Question

If n is natural number then ${{9}^{2n}}-{{4}^{2n}}$is always divisible by:
A. 13
B. both 5 and 13
C. 5
D. none of the above

Answer 1

Hint: Factorise the given expression ${{9}^{2n}}-{{4}^{2n}}$ using the formula ${{a}^{2}}-{{b}^{2}}=\left( a+b \right)\left( a-b \right)$, then use the formula ${{a}^{n}}-{{b}^{n}}=\left( a-b \right)\left( {{a}^{n-1}}+{{a}^{n-2}}b+......+{{b}^{n-2}}a+{{b}^{n-1}} \right)$ to further expand the factor.
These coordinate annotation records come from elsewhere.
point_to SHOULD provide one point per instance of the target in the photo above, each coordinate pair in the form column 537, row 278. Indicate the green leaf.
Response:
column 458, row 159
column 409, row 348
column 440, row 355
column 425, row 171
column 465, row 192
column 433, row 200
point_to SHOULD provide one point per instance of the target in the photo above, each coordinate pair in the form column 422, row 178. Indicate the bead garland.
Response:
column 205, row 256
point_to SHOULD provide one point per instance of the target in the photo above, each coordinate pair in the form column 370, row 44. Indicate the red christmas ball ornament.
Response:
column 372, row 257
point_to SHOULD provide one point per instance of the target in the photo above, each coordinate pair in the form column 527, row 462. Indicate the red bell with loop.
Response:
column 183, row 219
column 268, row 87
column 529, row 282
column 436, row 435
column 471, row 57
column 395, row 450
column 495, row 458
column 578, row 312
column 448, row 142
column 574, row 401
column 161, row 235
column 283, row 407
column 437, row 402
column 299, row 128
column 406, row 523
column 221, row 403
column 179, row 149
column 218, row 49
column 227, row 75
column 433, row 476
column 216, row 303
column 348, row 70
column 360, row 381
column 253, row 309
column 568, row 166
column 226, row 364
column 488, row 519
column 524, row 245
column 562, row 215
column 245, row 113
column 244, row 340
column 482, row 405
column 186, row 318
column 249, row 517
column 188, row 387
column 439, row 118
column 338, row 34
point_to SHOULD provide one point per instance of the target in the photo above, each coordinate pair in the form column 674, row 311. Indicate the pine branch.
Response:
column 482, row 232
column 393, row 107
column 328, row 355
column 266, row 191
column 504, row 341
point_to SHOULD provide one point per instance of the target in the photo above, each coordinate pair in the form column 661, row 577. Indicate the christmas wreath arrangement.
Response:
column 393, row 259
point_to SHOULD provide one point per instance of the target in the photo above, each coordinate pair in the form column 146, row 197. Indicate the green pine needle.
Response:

Complete step-by-step answer:
We are given the term ${{9}^{2n}}-{{4}^{2n}}$ . We know, we can write ${{9}^{2n}}-{{4}^{2n}}$ as ${{\left( {{9}^{n}} \right)}^{2}}-{{\left( {{4}^{n}} \right)}^{2}}$ , which is of the form ${{a}^{2}}-{{b}^{2}}$ . We know the identity ${{a}^{2}}-{{b}^{2}}=\left( a+b \right)\left( a-b \right)$ . So, we can write ${{\left( {{9}^{n}} \right)}^{2}}-{{\left( {{4}^{n}} \right)}^{2}}$ as $\left( {{9}^{n}}+{{4}^{n}} \right)\left( {{9}^{n}}-{{4}^{n}} \right)$ .
Now, we can see that there are two factors of ${{9}^{2n}}-{{4}^{2n}}$ , i.e. $\left( {{9}^{n}}+{{4}^{n}} \right)$ and $\left( {{9}^{n}}-{{4}^{n}} \right)$ . Let’s see the first factor, i.e. $\left( {{9}^{n}}+{{4}^{n}} \right)$ . We know that we can expand $\left( {{9}^{n}}+{{4}^{n}} \right)$ using the formula ${{a}^{n}}+{{b}^{n}}=\left( a+b \right)\left( {{a}^{n-1}}-{{a}^{n-2}}b+......-{{b}^{n-2}}a+{{b}^{n-1}} \right)$ , when n is odd natural number. But we are given that n is any natural number. So, we cannot expand $\left( {{9}^{n}}+{{4}^{n}} \right)$. So, let’s see the second factor, i.e. $\left( {{9}^{n}}-{{4}^{n}} \right)$ . We know, we can expand $\left( {{9}^{n}}-{{4}^{n}} \right)$ using the formula ${{a}^{n}}-{{b}^{n}}=\left( a-b \right)\left( {{a}^{n-1}}+{{a}^{n-2}}b+......+{{b}^{n-2}}a+{{b}^{n-1}} \right)$ .
$\therefore \left( {{9}^{n}}-{{4}^{n}} \right)=\left( 9-4 \right)\left( {{9}^{n-1}}+{{9}^{n-2}}.4+{{.....4}^{n-2}}a+{{4}^{n-1}} \right)$
$\therefore {{9}^{2n}}-{{4}^{2n}}=\left( {{9}^{n}}+{{4}^{n}} \right)\left( 5 \right)\left( {{9}^{n-1}}+{{9}^{n-2}}.4+{{......9.4}^{n-2}}+{{4}^{n-1}} \right)$
Here, we can clearly see that 5 comes in the factor of ${{9}^{2n}}-{{4}^{2n}}$. So, we can say that ${{9}^{2n}}-{{4}^{2n}}$ is divisible by 5.
Therefore, we get the answer as option (C).

Note:While factorizing, make sure to use correct identities. Also, while doing calculations, take care of the signs, as sign mistakes are very common and can lead to wrong answers. The identities used in the problem must be remembered perfectly as confusion in the identities can lead to wrong answers. Students generally forget that ${{a}^{n}}+{{b}^{n}}=\left( a+b \right)\left( {{a}^{n-1}}-{{a}^{n-2}}b+......-{{b}^{n-2}}a+{{b}^{n-1}} \right)$ is valid only when n is odd number and mark option B as the answer, which is wrong. Such confusions should be avoided.